Big N has come across a math problem he couldn't explain.
"Mommy. Why do I have only 2 grandpas and 3 grandmas? Did my grandpa die?"
I think he was working on this question for a while and it was a tough one to answer. I don't want to scare him and I was not ready or even expecting the death conversation.
As the conversation unfolded, I think he was mixing up who my grandfather was and how all the relatives fit into the family tree. It was like he was trying to fill in a row of pegs and couldn't figure out which peg went where. We've spoken about my grandpa to him in the recent past. There are photos of Big N with my grandpa and he asks who he is and why he never sees him. Perhaps in his mind, the pieces fit together that this grandfather must belong to one of his grandmothers.

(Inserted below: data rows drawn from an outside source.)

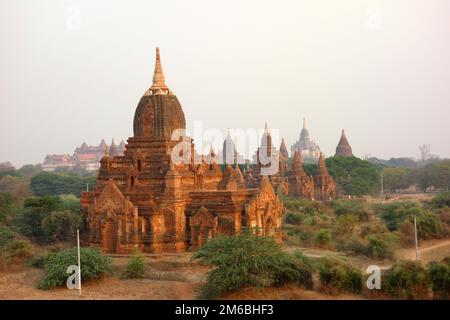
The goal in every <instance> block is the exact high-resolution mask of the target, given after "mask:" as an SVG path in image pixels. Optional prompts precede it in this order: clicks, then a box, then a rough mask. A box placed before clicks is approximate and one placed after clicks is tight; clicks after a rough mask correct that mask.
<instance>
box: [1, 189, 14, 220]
mask: <svg viewBox="0 0 450 320" xmlns="http://www.w3.org/2000/svg"><path fill="white" fill-rule="evenodd" d="M15 202H16V199H15V198H14V197H13V196H12V195H11V193H9V192H0V224H2V223H6V221H7V220H8V218H9V216H10V215H11V213H12V210H13V208H14V205H15Z"/></svg>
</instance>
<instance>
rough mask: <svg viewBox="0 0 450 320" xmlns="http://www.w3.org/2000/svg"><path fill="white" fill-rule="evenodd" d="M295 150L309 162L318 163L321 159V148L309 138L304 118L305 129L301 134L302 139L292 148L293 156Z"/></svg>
mask: <svg viewBox="0 0 450 320" xmlns="http://www.w3.org/2000/svg"><path fill="white" fill-rule="evenodd" d="M295 150H300V152H301V155H302V158H303V160H305V161H308V162H311V161H314V162H316V161H317V160H318V159H319V157H320V148H319V146H318V145H317V143H315V142H314V141H313V140H311V138H310V137H309V132H308V129H306V119H305V118H303V128H302V131H301V132H300V139H299V140H298V141H297V142H296V143H294V144H293V145H292V147H291V152H292V154H294V153H295Z"/></svg>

We talked about what death means and how you can't see that person anymore. It is ok to miss them. I answered his questions as honestly as I could and tried to keep the explanations concise and exact. I was worried that saying someone was gone would be confusing to him, because there are people that are gone, but they come back and would he think if I made an offhand comment that someone was gone that he might never see them again?
We talked about it and I explained that he was here when he was a baby and he loved him very much. He is not here any more, but he will always love him even though we can't see him.
Big N seemed ok with this explanation.
"Mommy, if he was your grandpa, then he is a daddy. Who is his little girl?"
Big N giggled at this point. "Your mommy isn't a little girl! She's as old as you are!"